Aéroport de Zurich, samedi après-midi: le conseiller national du Parti évangélique suisse (PEV) Nik Gugger revient d'un voyage qui fera la une des journaux internationaux. Douze heures plus tôt, la capitale azerbaïdjanaise Bakou a connu un coup d'éclat: le régime a expulsé le politicien suisse du pays.
Nik Gugger est bouleversé. En coulisses, la tension diplomatique est à son comble. Tôt samedi matin, le ministre des Affaires étrangères Ignazio Cassis a été informé de l'incident.
«Ce qui s'est passé est un scandale», déclare le politicien du PEV en prenant un café avec Blick à l'aéroport de Zurich. Il n'a pas dormi depuis plus de 30 heures.
Nik Gugger devait signaler les violations des droits de l'homme
En effet, l'incident est explosif. Le conseiller national s'est rendu en Azerbaïdjan en tant qu'observateur électoral officiel, il a reçu l'accréditation de l'Organisation pour la sécurité et la coopération en Europe (OSCE). Sa mission sur place: observer les prochaines élections présidentielles et signaler les violations des droits de l'homme. Nik Gugger a de l'expérience en la matière, il a déjà participé à des missions similaires en Russie et en Moldavie.
Mais ce qui s'est passé dans la nuit de vendredi à samedi, il ne l'avait encore jamais vécu. A peine débarqué à Bakou, il est arrêté à l'entrée diplomatique par des policiers en uniforme. Ils lui confisquent son passeport et lui refusent l'entrée sur le territoire. D'autres observateurs de l'OSCE sont, eux, autorisés à passer sans problème, y compris la délégation suisse.

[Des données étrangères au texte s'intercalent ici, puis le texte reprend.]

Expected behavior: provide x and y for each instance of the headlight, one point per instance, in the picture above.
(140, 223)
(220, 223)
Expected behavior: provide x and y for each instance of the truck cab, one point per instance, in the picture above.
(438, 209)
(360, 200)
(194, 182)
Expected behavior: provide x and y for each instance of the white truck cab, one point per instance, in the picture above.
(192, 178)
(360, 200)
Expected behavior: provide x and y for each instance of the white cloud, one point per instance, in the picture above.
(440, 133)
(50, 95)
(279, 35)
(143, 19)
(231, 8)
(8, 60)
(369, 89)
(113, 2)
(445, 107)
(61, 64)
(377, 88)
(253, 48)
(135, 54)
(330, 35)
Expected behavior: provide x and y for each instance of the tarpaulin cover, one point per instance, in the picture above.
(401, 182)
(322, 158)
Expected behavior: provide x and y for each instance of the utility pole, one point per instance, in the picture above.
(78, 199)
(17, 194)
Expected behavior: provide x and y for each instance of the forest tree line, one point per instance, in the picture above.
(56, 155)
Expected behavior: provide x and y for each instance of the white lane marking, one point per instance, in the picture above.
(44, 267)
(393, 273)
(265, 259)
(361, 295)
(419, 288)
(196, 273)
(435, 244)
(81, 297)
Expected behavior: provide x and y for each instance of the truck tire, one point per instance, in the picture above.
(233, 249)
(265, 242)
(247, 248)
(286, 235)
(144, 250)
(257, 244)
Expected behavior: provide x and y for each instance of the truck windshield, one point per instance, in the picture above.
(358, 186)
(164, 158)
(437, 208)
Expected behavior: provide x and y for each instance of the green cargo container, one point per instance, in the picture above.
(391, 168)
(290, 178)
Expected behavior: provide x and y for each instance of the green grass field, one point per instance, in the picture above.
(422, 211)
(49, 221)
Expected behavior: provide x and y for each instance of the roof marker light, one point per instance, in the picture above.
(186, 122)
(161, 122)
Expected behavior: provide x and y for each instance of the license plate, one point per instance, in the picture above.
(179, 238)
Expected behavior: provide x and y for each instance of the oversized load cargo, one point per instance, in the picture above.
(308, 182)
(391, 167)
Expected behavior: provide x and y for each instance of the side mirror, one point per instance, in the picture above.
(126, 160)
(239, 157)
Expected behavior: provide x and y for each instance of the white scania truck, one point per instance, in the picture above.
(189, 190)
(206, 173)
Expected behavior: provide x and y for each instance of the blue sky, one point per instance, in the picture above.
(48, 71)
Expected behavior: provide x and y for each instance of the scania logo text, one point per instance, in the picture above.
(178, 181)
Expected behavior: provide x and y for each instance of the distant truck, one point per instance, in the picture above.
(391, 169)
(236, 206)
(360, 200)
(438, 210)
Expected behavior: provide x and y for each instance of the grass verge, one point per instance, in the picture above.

«Le fait que le régime azerbaïdjanais désavoue à ce point une mission d'observation constitue un nouveau degré d'escalade», déclare Nik Gugger. «La situation était déplorable.» Selon lui, l'Azerbaïdjan doit immédiatement s'expliquer auprès de l'OSCE.
Les policiers ont retenu le conseiller national près de trois heures à l'aéroport de Bakou, lui ont offert un thé, puis l'ont mis dans un avion pour Istanbul. Ce n'est qu'une fois en Turquie qu'il a pu récupérer son passeport. Samedi à 14 heures, il a atterri à Zurich.
Le Département des affaires étrangères (DFAE) confirme l'incident à Blick: «Nous en avons connaissance.» L'ambassade suisse à Bakou se serait efforcée d'apporter son soutien au conseiller national Nik Gugger. «Le DFAE interviendra auprès des autorités azerbaïdjanaises par les voies diplomatiques habituelles.»
Le fait qu'un observateur de l'OSCE annoncé ne soit pas autorisé à entrer dans un pays est un affront diplomatique et est extrêmement rare.
Le vainqueur des élections est déjà connu
Les élections en Azerbaïdjan auront lieu mercredi prochain. Mais le vainqueur est déjà connu: le dictateur Ilham Aliyev, âgé de 62 ans, continuera à gouverner. Des élections équitables n'existent pas en Azerbaïdjan. Dans l'indice de démocratie du magazine britannique «The Economist», le pays occupe la 134e place sur 167.
La raison exacte pour laquelle Nik Gugger n'a pas été autorisé à entrer dans le pays n'est pas claire à ce jour. Mais cela pourrait être lié à son activité au sein du Conseil de l'Europe. La semaine dernière, le régime de Bakou a annoncé qu'il n'accepterait pas d'observateurs électoraux de l'Assemblée parlementaire du Conseil de l'Europe (Pace). Comme le conseiller national est observateur électoral du Conseil de l'Europe en plus de son engagement auprès de l'OSCE, il se pourrait qu'il se soit retrouvé sur une liste noire. L'ambassade d'Azerbaïdjan à Berne n'était pas joignable pour une prise de position.
Le conflit du Haut-Karabagh pourrait également jouer un rôle
L'engagement politique de Nik Gugger dans le conflit du Haut-Karabagh pourrait également être une épine dans le pied de la dictature du Caucase. En septembre dernier, l'armée azerbaïdjanaise a conquis cette petite république non reconnue et a expulsé plus de 100'000 Arméniens chrétiens. Le conseiller national a protesté publiquement contre la violence et a également fait parvenir ses critiques à l'ambassadeur azerbaïdjanais.
«Je m'engage depuis des années pour la paix et j'essaie de construire des ponts», déclare le politicien du PEV. Le fait que le régime de Bakou le bannisse du pays montre que l'Azerbaïdjan est encore loin d'être un État de droit.